Au début, le Cheikh refusa. Il n’était guère convaincu par cette idée de voyage. Mais, devant l’insistance affectueuse de ses disciples, il finit par céder, acceptant humblement de les accompagner.
Arrivés à destination à la tombée de la nuit, le groupe s’installa dans une bâtisse rudimentaire. Ce qu’ils ne savaient pas, c’est que l’endroit était infesté de puces, de tiques et autres désagréments. La nuit fut longue. Nul ne trouva véritablement le sommeil. Les corps grattés, les esprits agacés, même la patience des plus avancés fut mise à rude épreuve.
À l’aube, dans une atmosphère mêlant fatigue et résignation, le Cheikh rompit le silence avec un sourire malicieux et une parole pleine de profondeur déguisée en plaisanterie :
- « J’étais dans la Ḥaqīqa (la Vérité), vous m’avez emmené à la Charī‘a (la Loi)... et vous avez vu ce qu’elle m’a fait subir. »
Cette anecdote, à première vue simple et même comique, recèle plusieurs couches de sagesse. Le Cheikh joue ici avec les mots : Ḥaqīqa et Charī‘a, deux concepts fondamentaux du soufisme. La Ḥaqīqa représente l’essence, la vérité spirituelle, la contemplation pure de Dieu. La Charī‘a, quant à elle, est la loi divine, le cadre normatif de l’Islam. Le soufi sincère ne rejette ni l’une ni l’autre, mais il sait que le chemin de l’apparence (la Loi) peut parfois s’avérer rugueux et exigeant, tandis que la Vérité intérieure est un lieu de repos.
Le Cheikh, par son trait d’humour, rappelle à ses disciples que le voyage spirituel n’est pas toujours fait de confort et de tranquillité.
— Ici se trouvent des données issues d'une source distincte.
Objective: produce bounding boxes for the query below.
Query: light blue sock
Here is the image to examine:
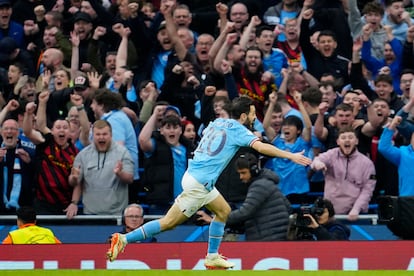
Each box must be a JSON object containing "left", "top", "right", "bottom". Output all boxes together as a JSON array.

Il enseigne également que céder à la pression du groupe, même pour de bonnes raisons, peut nous faire quitter l’état intérieur de présence à Dieu.
Enfin, il pointe subtilement l’ironie de vouloir chercher le bien-être dans le monde extérieur, alors que la paix véritable réside dans l’union intérieure avec le Divin.
Loin de la ville, dans la montagne austère,
Ils cherchaient Dieu sous le ciel et la pierre.
Mais les puces leur ont parlé la nuit,
De l'âme qui, sans paix, toujours, fuit.
Il dit : "La Vérité (Haqiqa), je n'aurais dû quitter,
Et au mont de la Loi (Charī‘a) y habiter
Car c’est dans le cœur qu’il faut voyager."
Inspiré du récit de Mohammed Sayeh (disciple du Cheikh Alawi), rapporté par son fils Ali.